Called Poverty Solutions at the University of Michigan, the initiative will explore and test models to ease the effects of poverty and broadly share that knowledge. The initiative will work with community groups and support active-learning options for students.

“The initiative will be solution-oriented, building on work that focuses on understanding the causes and consequences of poverty,” said H. Luke Shaefer, associate professor of social work and public policy and director of Poverty Solutions. “That work is incredibly important and will continue. Our initiative will be deeply interdisciplinary and seek to take poverty research at U-M to the next level.”

Shaefer, whose research has focused on the rising extreme poverty in the United States, is the co-author of “$2.00 a Day: Living on Almost Nothing in America.”

President Mark Schlissel announced the new initiative Wednesday at his Leadership Breakfast for faculty, staff and students. The unique approach involves multiple schools and colleges at U-M tackling poverty from all angles. U-M teaches more than 100 poverty-related courses through its schools and colleges, including architecture; business; dentistry; education; kinesiology; law; literature, science, and the arts; nursing; pharmacy; public health; public policy; information; and social work.

“Poverty Solutions at the University of Michigan combines the principles that attracted our students, faculty and staff and—me—to the University of Michigan,” Schlissel said. “These are bedrock principles that we pursue with the full weight of our considerable intellectual power: that we serve the public, that no challenge is too big or too complex, that great universities tackle and aim to solve great problems.”

The initiative efforts will be primarily in three areas: research, teaching and practice. The research will be interdisciplinary by design. The approach to research will center initially on boosting economic opportunity, expanding educational attainment and improving health.

Teaching will focus on classes in many disciplines to increase the number of students exposed to poverty issues and to prepare emerging scholars for successful careers in research, policy and practice that significantly contribute to poverty prevention and alleviation.

The third piece, practice, will be achieved by working with communities to apply what is learned. The Edward Ginsberg Center for Community Service and Learning will help make connections between U-M researchers and community groups, Shaefer said.

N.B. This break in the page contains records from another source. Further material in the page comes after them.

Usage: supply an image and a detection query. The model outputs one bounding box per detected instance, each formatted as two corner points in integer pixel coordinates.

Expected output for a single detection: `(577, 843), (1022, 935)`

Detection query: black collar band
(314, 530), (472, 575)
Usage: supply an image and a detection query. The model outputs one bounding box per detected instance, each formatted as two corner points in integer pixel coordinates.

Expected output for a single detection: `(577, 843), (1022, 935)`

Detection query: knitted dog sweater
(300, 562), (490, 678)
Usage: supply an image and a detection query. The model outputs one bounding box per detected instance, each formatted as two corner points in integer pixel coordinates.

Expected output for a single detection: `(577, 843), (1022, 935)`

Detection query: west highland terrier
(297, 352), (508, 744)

The initiative will soon release a call for proposals from junior faculty at U-M to invest in their poverty-related research. And a separate call for proposals for research projects will be conducted through the Detroit Community-Academic Urban Research Center, a partnership among the U-M Schools​ of Public Health, Nursing, and Social Work, Detroit Health Department, Henry Ford Health System and nine community-based organizations.

“Engagement will be a guiding principle of what we do here,” Shaefer said. “Our research will be connected to the real world. Whether we are in Washtenaw County, Detroit, Lansing or Washington, we will bring our research to policymakers and communities.”